Yıllar önce Steven Spielberg, “Yapay Zeka” adlı filmi yaptığında gelecek hakkında bizlere yepyeni şeyler söylemişti. Filme göre, robotlar hayatımıza girecek ve bir “tür” olarak bizlerle yaşayacaklardı. Filmin o zamanki yıldızı Haley Joel Osment’ın oynadığı çocuk robot David karakterinin de tek isteği “gerçek bir çocuk” olmaktı.
Peki David, “gerçek” derken neyi kastediyor olabilirdi?
İşte yapay zekanın da günümüzde de en zorlandığı konu bu, David’in gerçeklikten bahsettiği “duygu üretimi”. Robotlar ya da yapay zeka hayatımızda olsa da bir insanın tecrübe edebileceği şeyleri tamamen gerçekleştiremiyor. Evet, tecrübelerden ders alıp karar verebilen mekanizmalar üretilebiliyor; ancak çocuğuna fedakarlıkla yaklaşan annenin bir duygusu ya da iki aşığın duygularının yoğunluğu nedeniyle alabilecekleri sürpriz kararlar yapay zeka algoritmasına dökülemiyor.
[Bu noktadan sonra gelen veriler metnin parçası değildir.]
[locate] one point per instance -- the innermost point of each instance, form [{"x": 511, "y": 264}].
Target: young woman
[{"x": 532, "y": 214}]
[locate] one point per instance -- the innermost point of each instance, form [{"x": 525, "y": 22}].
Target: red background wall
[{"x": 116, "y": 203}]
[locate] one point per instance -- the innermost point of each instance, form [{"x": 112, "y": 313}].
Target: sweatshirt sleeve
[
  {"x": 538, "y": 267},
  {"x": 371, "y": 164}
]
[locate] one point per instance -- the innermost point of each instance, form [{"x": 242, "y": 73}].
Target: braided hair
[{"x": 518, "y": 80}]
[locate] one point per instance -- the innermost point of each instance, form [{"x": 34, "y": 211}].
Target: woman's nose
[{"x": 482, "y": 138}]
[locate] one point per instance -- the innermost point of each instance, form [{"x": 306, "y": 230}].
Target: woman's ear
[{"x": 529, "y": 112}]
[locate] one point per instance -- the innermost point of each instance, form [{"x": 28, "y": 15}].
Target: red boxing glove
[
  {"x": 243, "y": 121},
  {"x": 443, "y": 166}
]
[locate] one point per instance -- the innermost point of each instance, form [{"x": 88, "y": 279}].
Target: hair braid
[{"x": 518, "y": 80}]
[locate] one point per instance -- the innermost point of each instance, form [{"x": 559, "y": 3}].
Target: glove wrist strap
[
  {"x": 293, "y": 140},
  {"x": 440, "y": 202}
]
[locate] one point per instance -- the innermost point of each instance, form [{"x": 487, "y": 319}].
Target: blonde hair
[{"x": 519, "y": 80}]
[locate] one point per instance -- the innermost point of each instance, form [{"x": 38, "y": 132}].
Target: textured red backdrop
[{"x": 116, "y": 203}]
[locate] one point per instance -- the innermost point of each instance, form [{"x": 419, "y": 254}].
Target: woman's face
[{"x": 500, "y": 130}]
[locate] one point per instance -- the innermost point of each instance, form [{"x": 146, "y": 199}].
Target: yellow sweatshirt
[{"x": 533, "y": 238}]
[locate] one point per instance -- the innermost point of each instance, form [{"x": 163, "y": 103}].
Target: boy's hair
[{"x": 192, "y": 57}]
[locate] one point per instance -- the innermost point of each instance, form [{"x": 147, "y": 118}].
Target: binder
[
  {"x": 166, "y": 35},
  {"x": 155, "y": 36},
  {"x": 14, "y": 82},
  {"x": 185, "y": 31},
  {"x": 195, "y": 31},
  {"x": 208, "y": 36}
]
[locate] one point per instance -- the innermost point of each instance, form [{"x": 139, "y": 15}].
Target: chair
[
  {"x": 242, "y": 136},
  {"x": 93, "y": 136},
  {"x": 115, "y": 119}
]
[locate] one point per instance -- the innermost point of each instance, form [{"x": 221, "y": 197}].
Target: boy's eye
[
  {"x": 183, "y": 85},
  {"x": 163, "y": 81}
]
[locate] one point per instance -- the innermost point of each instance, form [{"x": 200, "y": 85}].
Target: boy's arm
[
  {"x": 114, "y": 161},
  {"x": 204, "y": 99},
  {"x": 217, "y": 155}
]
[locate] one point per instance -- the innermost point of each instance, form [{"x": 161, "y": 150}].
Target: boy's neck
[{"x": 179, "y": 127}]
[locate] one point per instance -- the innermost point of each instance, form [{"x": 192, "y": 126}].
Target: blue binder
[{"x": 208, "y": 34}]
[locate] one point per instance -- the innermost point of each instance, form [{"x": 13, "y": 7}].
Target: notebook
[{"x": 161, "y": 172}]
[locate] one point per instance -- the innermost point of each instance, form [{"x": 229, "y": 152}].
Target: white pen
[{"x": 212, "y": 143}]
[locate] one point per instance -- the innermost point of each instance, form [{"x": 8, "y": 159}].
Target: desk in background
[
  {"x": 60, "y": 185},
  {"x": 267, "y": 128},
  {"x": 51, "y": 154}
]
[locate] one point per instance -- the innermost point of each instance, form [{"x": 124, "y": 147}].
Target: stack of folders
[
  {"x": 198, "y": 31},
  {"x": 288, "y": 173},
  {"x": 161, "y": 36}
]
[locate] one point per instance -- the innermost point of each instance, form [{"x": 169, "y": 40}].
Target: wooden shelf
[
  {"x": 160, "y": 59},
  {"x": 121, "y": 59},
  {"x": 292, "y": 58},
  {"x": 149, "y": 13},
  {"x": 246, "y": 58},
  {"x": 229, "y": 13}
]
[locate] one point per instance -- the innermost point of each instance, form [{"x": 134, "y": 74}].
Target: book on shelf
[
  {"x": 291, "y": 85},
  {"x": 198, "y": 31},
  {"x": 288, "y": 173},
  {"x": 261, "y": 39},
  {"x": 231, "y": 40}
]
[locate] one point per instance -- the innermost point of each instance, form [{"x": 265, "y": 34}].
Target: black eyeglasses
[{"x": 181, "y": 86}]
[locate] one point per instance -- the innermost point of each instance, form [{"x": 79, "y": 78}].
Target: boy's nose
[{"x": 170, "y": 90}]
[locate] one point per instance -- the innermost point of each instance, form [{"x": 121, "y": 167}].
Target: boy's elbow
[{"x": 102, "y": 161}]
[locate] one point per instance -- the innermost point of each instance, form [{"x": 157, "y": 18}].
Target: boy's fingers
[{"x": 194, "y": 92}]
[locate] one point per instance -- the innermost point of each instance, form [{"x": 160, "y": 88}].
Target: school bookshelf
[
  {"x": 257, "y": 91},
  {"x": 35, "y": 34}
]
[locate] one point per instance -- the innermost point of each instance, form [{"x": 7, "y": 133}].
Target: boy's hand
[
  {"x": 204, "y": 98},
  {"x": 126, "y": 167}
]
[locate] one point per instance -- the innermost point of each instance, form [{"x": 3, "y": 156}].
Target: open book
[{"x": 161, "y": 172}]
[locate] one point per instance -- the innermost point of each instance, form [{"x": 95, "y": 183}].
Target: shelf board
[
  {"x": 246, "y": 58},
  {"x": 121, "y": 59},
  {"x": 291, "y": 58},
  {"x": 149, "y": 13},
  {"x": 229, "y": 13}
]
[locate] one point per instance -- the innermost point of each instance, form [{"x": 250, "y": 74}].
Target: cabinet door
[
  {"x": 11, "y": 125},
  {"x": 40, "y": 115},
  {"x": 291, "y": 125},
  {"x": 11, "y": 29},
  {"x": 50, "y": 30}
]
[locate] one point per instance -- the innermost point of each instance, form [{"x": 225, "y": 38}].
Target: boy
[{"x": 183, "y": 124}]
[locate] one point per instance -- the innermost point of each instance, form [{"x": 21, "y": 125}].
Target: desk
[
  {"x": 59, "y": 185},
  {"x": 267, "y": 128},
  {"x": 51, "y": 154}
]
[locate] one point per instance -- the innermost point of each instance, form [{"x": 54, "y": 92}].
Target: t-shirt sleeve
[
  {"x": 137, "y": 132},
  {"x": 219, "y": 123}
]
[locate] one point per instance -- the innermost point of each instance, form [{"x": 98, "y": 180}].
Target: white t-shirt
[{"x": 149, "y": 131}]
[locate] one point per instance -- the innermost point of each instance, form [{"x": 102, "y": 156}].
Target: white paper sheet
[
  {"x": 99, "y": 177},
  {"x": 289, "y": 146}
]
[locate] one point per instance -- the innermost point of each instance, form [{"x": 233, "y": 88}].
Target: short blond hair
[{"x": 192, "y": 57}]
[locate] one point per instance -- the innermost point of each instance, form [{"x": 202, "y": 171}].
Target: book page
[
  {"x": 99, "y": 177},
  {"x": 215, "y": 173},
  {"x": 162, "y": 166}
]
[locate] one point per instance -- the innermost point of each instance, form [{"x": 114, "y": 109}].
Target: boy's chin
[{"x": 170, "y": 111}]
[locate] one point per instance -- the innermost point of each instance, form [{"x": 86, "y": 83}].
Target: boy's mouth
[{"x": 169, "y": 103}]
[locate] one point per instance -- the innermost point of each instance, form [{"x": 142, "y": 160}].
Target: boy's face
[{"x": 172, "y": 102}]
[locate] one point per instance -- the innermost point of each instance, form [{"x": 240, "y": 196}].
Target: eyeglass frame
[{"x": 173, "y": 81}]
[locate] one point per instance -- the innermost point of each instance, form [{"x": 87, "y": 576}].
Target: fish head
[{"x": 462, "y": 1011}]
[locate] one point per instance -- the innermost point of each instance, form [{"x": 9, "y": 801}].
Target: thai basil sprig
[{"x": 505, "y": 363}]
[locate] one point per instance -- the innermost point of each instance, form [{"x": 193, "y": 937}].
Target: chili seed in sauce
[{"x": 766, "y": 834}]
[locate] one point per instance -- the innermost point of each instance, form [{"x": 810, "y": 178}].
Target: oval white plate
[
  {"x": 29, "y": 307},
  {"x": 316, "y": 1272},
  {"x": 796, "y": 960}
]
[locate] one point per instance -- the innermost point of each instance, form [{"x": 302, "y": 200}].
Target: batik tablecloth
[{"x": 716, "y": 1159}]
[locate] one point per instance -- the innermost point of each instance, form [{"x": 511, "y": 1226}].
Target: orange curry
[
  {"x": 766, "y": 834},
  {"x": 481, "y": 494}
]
İnsan yaşamı işte bu yüzden çok özel ve değerli. Yaşadıklarımız, duygularımız, insanlarla olan ilişkilerimiz öyle bir harmonide birleşiyor ve duygularımızı oluşturuyor ki bunu bir algoritmaya dökmek oldukça zor. Çünkü her insan kendi yaşantısıyla tek ve eşsiz.